GM | 11 | Gizlenmesi Mümkün Olmayan

2.8K 312 124
                                    


Ellerimin arasında tuttuğum bardağı daha sıkı kavradım. Parmaklarım titriyordu. Sesler... Sesler yükseliyordu. İçtiğim su boğazımdan aşağı serin bir yol alırken bardağı kenara bıraktım ve karanlık odadaki küçük yataktan kalktım. Adımlarım benden bağımsızdı. Kapıyı açıp koridora çıktığımda sesler artık duyulabilir düzeydeydi.

Yan odadan geliyor olmalıydı. Parmak uçlarımda yürüyerek yan odanın kapısına yaklaştım.

''Hadi ama Marcus, bu oldukça kolay bir teklifti,'' dedi bir kadın. Kim olduğunu çözemiyordum. Uğultu fazlaydı.

''Kabul edemem,'' dedi Marcus. Marcus... Babam.

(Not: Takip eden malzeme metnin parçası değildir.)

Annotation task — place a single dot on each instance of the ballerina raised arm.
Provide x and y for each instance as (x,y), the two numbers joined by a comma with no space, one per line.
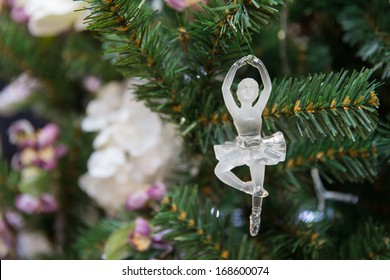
(264,95)
(231,105)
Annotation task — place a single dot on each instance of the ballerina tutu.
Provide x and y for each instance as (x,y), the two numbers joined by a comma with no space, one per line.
(251,150)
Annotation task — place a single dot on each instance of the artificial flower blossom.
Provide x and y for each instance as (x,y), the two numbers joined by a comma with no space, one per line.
(140,199)
(49,18)
(134,148)
(36,148)
(6,239)
(142,239)
(46,203)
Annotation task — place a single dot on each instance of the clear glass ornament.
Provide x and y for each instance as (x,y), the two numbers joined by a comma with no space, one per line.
(249,148)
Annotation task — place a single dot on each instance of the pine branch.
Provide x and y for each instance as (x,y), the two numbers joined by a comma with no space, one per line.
(367,28)
(371,241)
(324,105)
(342,161)
(198,231)
(90,244)
(383,139)
(240,17)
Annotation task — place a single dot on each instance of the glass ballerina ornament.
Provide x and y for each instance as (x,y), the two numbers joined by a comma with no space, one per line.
(249,148)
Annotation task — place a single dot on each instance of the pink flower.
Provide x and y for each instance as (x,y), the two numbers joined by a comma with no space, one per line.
(14,219)
(22,134)
(136,201)
(140,238)
(159,243)
(48,135)
(156,192)
(48,203)
(27,203)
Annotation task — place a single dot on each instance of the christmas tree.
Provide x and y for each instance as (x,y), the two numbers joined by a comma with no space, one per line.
(110,110)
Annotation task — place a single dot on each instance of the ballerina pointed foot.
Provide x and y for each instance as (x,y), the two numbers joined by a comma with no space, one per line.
(254,224)
(250,188)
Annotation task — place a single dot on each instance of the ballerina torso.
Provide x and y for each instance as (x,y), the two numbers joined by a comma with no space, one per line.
(248,122)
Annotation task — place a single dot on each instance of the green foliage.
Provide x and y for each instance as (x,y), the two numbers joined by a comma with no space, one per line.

''Tek yapman gereken onu ailemizden uzaklaştırmak,'' dedi kadın ısrarla. ''İyi bir iş teklifi yaparak onu uzaklaştırabilirsin... Sana güvenmek istiyorum.''

''Bu konuda güvenme,'' dedi babam.

''Ah kuzgunlar aşkına!'' diye yakındı kadın ve bir vurma sesi. ''Yine bildiğini okumakta ısrarcısın. Eğer küçük kız kardeşin Linda'yı aileden uzaklaştırmazsan kavgalar büyüyecek!''

Linda... Ondan mı bahsediyorlardı? Onu aileden uzaklaştırmaya çalışıyorlardı.

Işıklar aniden kesildi. Koridor gitgide karardı ve uzamaya başladı. Arkamdan bana yaklaşan birilerinin olduğunu hissedebiliyordum. Hızla arkamı döndüğümde benden oldukça uzun bir kadınla karşı karşıya geldim.

''Bu geç saatte neden uyanıksın hayatım?'' dedi beni kucağına alırken. ''Çoktan gece yarısı oldu.''

Gözlerim kadının yüzüne döndüğünde şok yaşamıştım. Geniş ağzı kulaklarına kadar uzuyor, gözleri alnına yükseliyordu. Başını yavaşça yana yatırdı.

''Gece yarısı, gece yarısı, gece yarısı, gece yarısı, gece yarısı...''

Tiz bir seste söylediği kelimeleri sanki iki kişi söylüyormuş gibiydi. Biri ince, diğer kalın iki ses...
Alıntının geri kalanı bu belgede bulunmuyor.